At first glance, a story about a traumatized and miraculously healed former Eritrean boy soldier. Adopted by near-perfect parents and plunked down in solidly middle class America, Luce has blossomed into the perfect teen. Charismatic, adult beyond his years and prodigious in his presentation, he wows them time and time again. Seeing something else beyond his poster boy smile, his mother probes, and a movie is born.

Director Julius Onah’s breakout piece, based on the play by J.C. Lee, is shaky at times, rambling through what seems red herrings as well as clues. Even so, the finished product does a remarkable turn of the tables. Coming out of the gate as a tried and true story of a boy triumphing over an inconceivably bad childhood, or failing to do so, it becomes a morality tale about generational dysfunction. The mysterious find in the high school locker leads down the weepy path of the good boy grown up on the wrong side of the tracks trying to shake off his past. As the screenplay, irrational at times, takes us elsewhere, we forgive unbelievable lapses in judgement and common sense. Smells like teenage spirit.
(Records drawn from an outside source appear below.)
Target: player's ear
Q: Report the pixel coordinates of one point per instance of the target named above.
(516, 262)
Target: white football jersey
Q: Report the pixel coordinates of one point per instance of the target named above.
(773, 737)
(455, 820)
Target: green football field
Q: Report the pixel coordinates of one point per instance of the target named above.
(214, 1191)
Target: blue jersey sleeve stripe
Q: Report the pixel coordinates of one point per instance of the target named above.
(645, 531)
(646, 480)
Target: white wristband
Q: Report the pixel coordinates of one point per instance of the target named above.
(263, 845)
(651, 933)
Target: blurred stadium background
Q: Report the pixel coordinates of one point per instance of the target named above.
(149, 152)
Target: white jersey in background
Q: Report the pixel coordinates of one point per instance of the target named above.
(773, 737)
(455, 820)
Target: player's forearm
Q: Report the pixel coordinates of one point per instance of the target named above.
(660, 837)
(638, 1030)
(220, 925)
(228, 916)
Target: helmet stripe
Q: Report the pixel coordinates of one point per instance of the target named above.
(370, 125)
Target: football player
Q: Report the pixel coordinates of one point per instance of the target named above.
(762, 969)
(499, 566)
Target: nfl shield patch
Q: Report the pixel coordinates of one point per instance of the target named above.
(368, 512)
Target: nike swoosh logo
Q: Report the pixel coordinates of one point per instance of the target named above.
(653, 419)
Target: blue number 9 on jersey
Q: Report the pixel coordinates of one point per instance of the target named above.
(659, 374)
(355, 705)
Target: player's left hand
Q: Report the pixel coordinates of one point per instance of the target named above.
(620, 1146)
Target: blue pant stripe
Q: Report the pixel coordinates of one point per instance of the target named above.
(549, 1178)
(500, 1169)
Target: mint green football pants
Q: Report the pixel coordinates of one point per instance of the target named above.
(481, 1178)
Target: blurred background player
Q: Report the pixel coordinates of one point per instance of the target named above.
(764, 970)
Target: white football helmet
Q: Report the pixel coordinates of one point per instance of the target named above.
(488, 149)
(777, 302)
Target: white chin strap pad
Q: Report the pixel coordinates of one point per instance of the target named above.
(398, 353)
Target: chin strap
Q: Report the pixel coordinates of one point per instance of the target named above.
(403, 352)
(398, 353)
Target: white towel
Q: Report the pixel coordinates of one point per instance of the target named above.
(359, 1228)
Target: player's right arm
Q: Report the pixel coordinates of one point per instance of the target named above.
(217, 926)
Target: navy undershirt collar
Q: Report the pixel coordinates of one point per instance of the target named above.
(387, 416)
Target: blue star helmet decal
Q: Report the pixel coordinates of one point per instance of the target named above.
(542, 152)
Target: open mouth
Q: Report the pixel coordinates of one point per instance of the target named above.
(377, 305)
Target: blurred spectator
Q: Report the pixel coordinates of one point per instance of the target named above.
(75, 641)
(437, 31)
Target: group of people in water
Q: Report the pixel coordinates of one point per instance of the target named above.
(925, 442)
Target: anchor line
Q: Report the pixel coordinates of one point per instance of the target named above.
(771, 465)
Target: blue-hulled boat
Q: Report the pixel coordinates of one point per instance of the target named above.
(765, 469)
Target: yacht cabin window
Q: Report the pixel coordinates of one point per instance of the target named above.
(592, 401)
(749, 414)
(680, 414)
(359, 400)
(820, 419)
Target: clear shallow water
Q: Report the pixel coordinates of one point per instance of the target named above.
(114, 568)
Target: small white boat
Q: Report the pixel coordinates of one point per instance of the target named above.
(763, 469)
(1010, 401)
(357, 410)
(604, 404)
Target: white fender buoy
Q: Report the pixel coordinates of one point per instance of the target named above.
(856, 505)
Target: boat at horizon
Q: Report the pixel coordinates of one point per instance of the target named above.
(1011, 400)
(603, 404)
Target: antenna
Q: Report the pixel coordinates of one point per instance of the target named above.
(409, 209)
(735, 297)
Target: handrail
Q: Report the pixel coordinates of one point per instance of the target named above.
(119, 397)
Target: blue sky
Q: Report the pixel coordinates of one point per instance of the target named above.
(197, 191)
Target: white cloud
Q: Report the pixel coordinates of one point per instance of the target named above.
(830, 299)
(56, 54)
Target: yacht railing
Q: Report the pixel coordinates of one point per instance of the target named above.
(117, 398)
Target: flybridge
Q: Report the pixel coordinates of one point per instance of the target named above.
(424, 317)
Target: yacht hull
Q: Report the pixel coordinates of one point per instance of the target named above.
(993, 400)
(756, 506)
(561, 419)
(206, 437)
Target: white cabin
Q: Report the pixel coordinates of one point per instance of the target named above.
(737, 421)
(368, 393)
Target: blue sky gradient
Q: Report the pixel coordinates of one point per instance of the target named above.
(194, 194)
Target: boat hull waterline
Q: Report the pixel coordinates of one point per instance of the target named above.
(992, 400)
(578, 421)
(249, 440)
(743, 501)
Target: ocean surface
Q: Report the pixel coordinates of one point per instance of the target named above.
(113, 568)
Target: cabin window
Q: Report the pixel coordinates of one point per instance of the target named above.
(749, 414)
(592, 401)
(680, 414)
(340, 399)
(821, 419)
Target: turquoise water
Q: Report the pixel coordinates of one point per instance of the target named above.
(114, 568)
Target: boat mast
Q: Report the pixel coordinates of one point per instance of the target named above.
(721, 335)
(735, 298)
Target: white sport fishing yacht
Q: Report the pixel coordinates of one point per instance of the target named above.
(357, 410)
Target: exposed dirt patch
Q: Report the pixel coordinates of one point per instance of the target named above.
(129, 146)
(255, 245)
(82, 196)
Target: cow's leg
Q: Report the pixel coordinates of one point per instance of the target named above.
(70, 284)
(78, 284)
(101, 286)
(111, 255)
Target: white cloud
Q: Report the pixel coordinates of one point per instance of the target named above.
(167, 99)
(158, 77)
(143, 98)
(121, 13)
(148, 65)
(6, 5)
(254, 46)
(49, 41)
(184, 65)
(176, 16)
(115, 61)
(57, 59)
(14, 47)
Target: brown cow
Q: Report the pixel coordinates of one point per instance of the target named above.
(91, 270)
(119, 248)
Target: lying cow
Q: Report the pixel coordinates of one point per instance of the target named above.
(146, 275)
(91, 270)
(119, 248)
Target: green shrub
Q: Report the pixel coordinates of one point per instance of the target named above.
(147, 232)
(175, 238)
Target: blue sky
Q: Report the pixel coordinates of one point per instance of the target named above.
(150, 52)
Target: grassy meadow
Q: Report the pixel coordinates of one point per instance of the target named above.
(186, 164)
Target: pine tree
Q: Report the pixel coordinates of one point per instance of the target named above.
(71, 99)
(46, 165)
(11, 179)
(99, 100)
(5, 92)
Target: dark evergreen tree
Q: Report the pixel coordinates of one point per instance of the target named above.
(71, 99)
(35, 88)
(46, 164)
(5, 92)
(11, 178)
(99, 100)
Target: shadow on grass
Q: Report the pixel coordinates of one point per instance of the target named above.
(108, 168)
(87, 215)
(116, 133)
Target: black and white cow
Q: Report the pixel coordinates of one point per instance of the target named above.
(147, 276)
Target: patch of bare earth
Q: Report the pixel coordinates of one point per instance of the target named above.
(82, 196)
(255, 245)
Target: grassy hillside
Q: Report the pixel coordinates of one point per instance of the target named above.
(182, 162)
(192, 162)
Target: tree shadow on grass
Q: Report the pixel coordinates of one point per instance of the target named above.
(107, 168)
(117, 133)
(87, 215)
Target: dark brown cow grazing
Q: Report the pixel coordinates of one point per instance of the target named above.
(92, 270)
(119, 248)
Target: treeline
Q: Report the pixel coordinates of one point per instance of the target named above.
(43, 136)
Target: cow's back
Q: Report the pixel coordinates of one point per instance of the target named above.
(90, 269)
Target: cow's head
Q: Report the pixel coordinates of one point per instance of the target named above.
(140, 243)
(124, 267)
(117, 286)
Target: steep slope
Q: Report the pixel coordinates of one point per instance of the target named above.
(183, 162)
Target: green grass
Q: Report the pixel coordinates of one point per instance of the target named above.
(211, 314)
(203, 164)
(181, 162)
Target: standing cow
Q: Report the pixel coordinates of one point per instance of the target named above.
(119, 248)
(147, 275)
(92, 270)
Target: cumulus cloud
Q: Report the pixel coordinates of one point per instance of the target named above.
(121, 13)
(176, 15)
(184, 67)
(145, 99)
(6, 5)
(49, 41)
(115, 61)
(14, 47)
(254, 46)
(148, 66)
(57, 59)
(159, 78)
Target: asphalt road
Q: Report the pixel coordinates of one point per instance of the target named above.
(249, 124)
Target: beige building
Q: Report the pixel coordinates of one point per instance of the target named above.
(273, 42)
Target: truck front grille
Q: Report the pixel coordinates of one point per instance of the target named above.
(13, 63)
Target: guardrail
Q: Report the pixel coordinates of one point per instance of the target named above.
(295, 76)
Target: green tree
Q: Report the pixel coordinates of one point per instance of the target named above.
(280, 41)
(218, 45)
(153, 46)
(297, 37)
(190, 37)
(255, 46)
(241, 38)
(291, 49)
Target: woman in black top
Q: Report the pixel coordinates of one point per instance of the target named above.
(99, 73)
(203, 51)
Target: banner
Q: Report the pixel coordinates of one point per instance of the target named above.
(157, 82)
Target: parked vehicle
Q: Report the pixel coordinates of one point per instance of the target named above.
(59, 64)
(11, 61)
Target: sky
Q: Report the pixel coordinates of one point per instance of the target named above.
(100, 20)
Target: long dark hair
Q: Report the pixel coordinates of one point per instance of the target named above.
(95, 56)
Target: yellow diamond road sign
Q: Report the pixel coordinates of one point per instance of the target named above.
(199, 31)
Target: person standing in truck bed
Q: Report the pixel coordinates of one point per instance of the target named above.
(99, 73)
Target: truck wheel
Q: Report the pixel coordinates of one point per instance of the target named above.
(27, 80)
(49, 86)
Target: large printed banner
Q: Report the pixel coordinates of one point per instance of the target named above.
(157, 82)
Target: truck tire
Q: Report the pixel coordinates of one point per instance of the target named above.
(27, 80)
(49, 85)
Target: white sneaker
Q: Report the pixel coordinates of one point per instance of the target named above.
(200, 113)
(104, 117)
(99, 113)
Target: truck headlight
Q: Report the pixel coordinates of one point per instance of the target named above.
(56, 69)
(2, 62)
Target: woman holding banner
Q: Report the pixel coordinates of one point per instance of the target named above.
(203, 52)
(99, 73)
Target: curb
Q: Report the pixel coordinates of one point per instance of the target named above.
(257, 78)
Helpful as his parents are, and as remarkably astute as they are, they are observers. A fatal flaw, as it turns out, thinking they are above the fray, when, in fact, they are the fray. Shades of an updated “Turn of the Screw” emerge as mom Amy (Naomi Watts) turns amateur detective. In trying to get to the truth, past what she and hubby Peter (Tim Roth) say they know are lies, she becomes part of the lie.

Luce, played to the hilt by Kelvin Harrison Jr., finds his nemesis in canny high school teacher Harriet Wilson. Wilson, in a star performance by Octavia Spencer, underscores the estrangement of Luce and his parents and wakes up the audience about teacher-student relationships. She does not simply know Luce, a part of her is Luce.

As the movie turns from heartbreak to terror, director Onah turns up the tension by introducing new surroundings, the staid high school giving way to the creepy shack in the forest. Two worlds emerge, with Luce commanding both of them. As he has one foot in the unspeakable horror of terrorist conflict and the other in the dysfunctional conflict of a nation incapable of familial intimacy, he sees the parallels between teen life and guerrilla war.

Key roles are anchored by solid supporting work by Andrea Bang as the girl caught in the middle and Norbert Butz as the most feckless high school principal in existence. Naomi Watts notches up another small victory on her way to a future breakthrough performance while not even the defeatist screenplay can keep Octavia Spencer down. The viewer who loves Tim Roth weeps as his parental role manages to strip him of all edginess, in spite of himself. Grandly creepy soundtrack by Geoff Barrow and Ben Salisbury, the award-winning team behind the sound of “Ex Machina.”